When should the word "accident" be replaced with "crash"? In my practice as a clinical and forensic psychologist specializing in trauma resulting from vehicular crashes we often use the word accident to describe the event. However, often the traumatic event was not the result of behaviors that are unintentional in the sense of some level of personal negligence can be attributed. Such behaviors that could be considered negligent would include drinking, drugging, texting, speeding, and driving while fatigued.

The need to use the word crash was highlighted in a 1997 campaign initiated by the National Traffic Safety Administration to describe traffic events that are avoidable. The idea was to assign personal responsibility for traffic events in which the driver decided to drive while impaired from consuming alcohol. It was not viewed as an accident if someone made the decision to drink and drive and caused vehicles to crash.

I have treated many patients who were victimized by drunk drivers. Often these patients suffered severe physical and psychological injuries as a result of the crash. The psychological injuries were frequently compounded by the knowledge the event could have been avoided if the driver who hit them had not made the decision to drink and drive. The issue of avoidability and culpability typically plays heavily on the injured person’s mind. In many of my patients injured by drunk drivers, their lives have been turned upside and permanently altered. Some live in chronic physical and emotional pain suffering such conditions as PTSD, panic disorder, agoraphobia, sleep disturbance and severe anxiety and depression. One patient has not been pain free for twenty five years since an intoxicated teen driving crashed into her causing massive physical and psychological injuries.  The fact the teen died has further complicated her psychological recovery. 

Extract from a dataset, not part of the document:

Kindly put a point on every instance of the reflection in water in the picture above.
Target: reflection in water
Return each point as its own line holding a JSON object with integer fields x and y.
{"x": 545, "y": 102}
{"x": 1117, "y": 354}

The bottom line is that most auto crashes are avoidable by reducing or eliminating behaviors that put drivers at risks. Thanks to grassroots organizations such as Mothers Against Drunk Driving and Families for Safe Streets and their dogged legislative and public relations work, public awareness has grown, laws have become more strict, and as a result we are somewhat safer when we drive. But there is still much work to do, and we must begin by examining our own driving habits to eliminate at-risk behaviors.